Niagara Movement emerges; leads to foundation of NAACP (jan 1, 1905 – jan 1, 1909)
Description:
talented tenth: A term used by Harvard-educated sociologist W. E. B. Du Bois for the top 10 percent of educated African Americans, whom he called on to develop new strategies to advocate for civil rights.
National association for the advancement of colored people (Naacp): An organization founded in 1909 by leading African American reformers and white allies as a vehicle for advocating equal rights for African Americans, especially through the courts.
Reeling from disfranchisement and the sanction of racial segregation in the Supreme Court’s 1896 Plessy v. Ferguson decision (see “Consumer Spaces” in Chapter 17), African American leaders faced even more daunting challenges facing their political goals. Given the obvious deterioration of African American rights, a new generation of black leaders proposed bolder approaches than those popularized earlier by Booker T. Washington. Harvard-educated sociologist W. E. B. Du Bois called for a talented tenth of educated blacks to develop new strategies. “The policy of compromise has failed,” declared William Monroe Trotter, pugnacious editor of the Boston Guardian, in a dig at Booker T. Washington’s Atlanta Compromise address. “The policy of resistance and aggression deserves a trial.”

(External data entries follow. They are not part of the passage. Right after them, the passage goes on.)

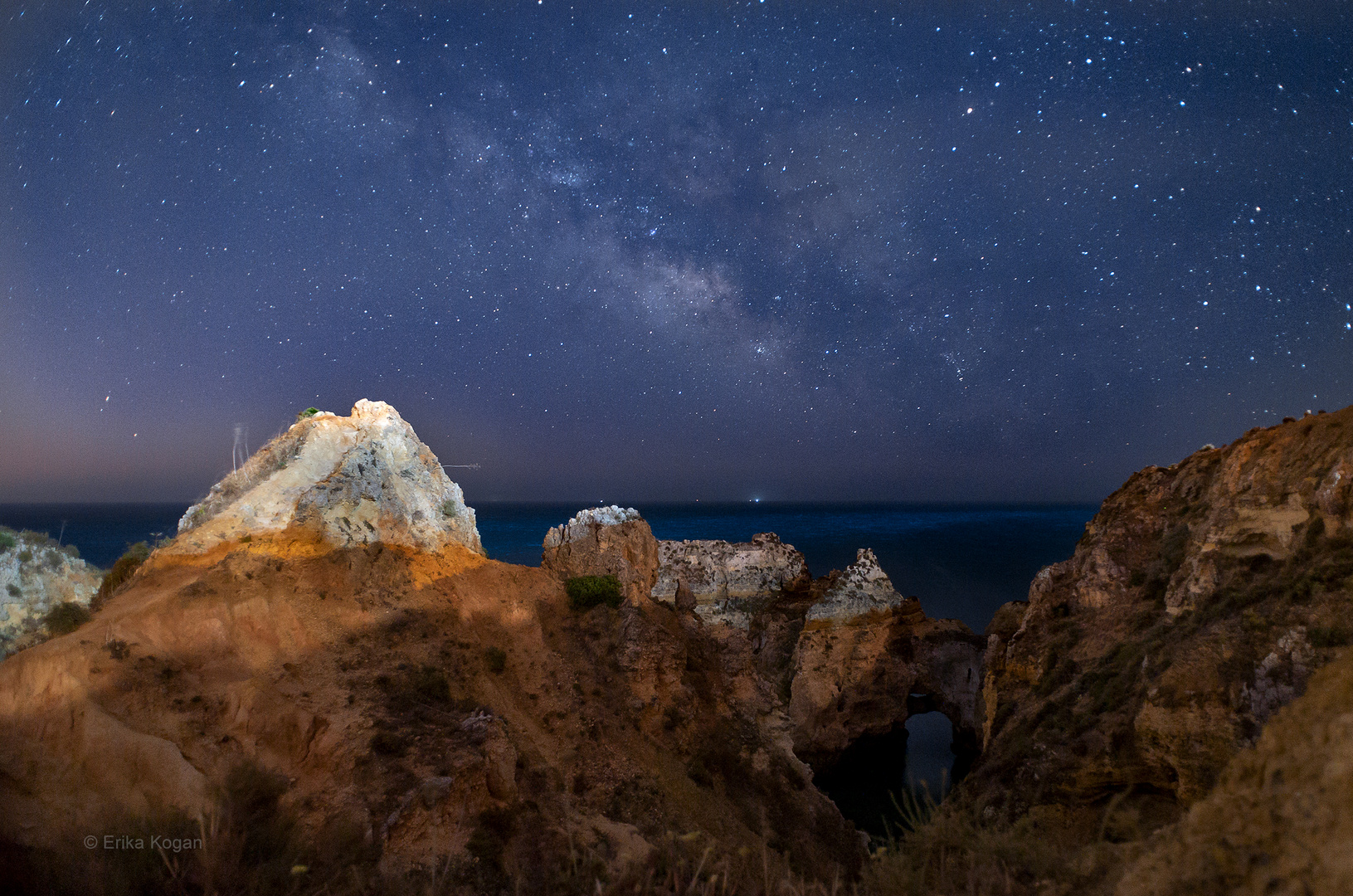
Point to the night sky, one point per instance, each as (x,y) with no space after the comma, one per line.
(636,252)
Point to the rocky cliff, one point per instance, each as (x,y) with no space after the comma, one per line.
(1198,602)
(319,635)
(868,658)
(605,542)
(349,480)
(37,576)
(1279,819)
(729,582)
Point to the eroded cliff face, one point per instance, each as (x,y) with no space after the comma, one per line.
(426,704)
(1279,821)
(868,658)
(349,480)
(729,582)
(605,542)
(1198,602)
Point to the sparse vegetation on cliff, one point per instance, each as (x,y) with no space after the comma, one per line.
(66,617)
(120,572)
(586,592)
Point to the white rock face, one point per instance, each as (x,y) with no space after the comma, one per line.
(582,524)
(726,577)
(864,587)
(356,480)
(30,589)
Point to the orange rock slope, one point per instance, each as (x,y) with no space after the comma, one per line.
(433,704)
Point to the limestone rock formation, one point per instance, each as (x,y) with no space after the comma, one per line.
(432,704)
(351,480)
(1279,821)
(868,658)
(605,542)
(864,587)
(36,576)
(727,582)
(1198,602)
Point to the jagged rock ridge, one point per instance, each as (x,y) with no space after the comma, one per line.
(726,582)
(864,587)
(1199,601)
(36,576)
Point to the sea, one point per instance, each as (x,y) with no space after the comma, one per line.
(961,561)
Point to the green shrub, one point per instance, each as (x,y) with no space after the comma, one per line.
(431,684)
(1329,636)
(586,592)
(66,617)
(122,570)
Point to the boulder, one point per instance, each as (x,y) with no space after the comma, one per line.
(349,480)
(36,577)
(727,581)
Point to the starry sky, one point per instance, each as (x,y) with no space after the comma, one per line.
(639,252)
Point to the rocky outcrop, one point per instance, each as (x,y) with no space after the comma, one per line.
(1198,602)
(868,658)
(605,542)
(433,707)
(728,582)
(1279,821)
(349,480)
(36,577)
(862,589)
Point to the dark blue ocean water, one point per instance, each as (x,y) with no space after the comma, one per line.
(962,562)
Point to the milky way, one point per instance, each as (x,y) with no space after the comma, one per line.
(641,252)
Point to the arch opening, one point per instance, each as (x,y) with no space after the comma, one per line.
(878,767)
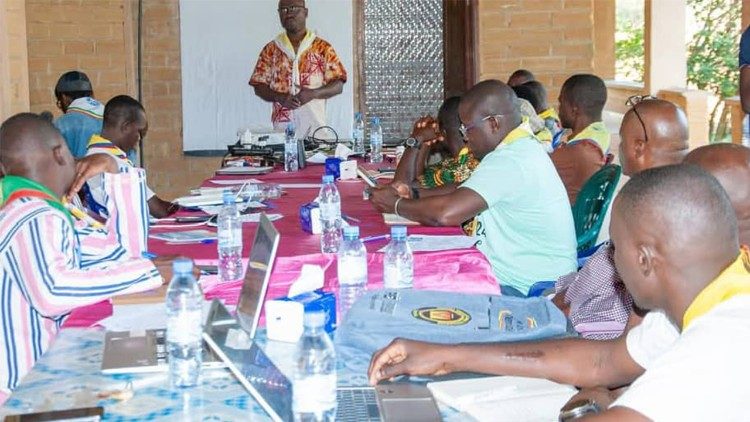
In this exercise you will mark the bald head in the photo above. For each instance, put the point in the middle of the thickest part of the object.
(489, 111)
(31, 147)
(661, 139)
(674, 230)
(730, 165)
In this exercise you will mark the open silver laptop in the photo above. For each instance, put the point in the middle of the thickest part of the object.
(273, 391)
(146, 350)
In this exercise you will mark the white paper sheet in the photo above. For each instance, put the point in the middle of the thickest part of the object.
(428, 243)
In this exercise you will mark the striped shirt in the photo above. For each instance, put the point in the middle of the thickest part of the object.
(50, 267)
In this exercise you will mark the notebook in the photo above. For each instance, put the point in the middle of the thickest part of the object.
(514, 398)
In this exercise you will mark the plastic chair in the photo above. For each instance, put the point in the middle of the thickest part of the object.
(592, 203)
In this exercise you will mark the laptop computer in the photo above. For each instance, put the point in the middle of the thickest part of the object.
(142, 351)
(273, 390)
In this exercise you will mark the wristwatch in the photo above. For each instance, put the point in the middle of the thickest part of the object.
(578, 409)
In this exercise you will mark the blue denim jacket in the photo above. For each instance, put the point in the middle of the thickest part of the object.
(77, 129)
(380, 316)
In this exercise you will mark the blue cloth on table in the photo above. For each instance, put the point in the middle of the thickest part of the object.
(379, 316)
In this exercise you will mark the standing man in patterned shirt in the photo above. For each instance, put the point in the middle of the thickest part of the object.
(297, 72)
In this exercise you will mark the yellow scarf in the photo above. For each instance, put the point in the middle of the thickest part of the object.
(596, 132)
(733, 281)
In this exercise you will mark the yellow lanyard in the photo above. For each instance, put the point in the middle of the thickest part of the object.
(733, 281)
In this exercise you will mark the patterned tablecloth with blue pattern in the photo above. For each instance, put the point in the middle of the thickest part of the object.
(68, 376)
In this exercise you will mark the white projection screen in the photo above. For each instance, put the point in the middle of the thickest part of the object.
(220, 43)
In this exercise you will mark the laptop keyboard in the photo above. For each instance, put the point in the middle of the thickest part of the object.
(358, 404)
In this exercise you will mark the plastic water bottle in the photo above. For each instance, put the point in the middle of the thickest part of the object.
(398, 262)
(314, 389)
(184, 325)
(376, 141)
(358, 145)
(329, 201)
(352, 270)
(291, 158)
(230, 240)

In 1905, Du Bois and Trotter called a meeting at Niagara Falls — on the Canadian side, because no hotel on the U.S. side would admit blacks. The resulting Niagara Principles called for full voting rights; an end to segregation; equal treatment in the justice system; and equal opportunity in education, jobs, health care, and military service. These principles, based on an uncompromising demand for full equality, guided the civil rights movement throughout the twentieth century.
In 1908, a bloody race riot broke out in Springfield, Illinois. Appalled by white mob violence in the hometown of Abraham Lincoln, New York settlement worker Mary White Ovington called together a group of sympathetic progressives to formulate a response. Their meeting led in 1909 to creation of the National Association for the Advancement of Colored People (NAACP). Most leaders of the Niagara Movement soon joined and W. E. B. Du Bois became editor of the NAACP journal, The Crisis. The fledgling group found allies in African American churches and women’s clubs. It also cooperated with the National Urban League (1911), a union of agencies that assisted black migrants in the North. Over the coming decades, these groups grew into a powerful force for racial justice.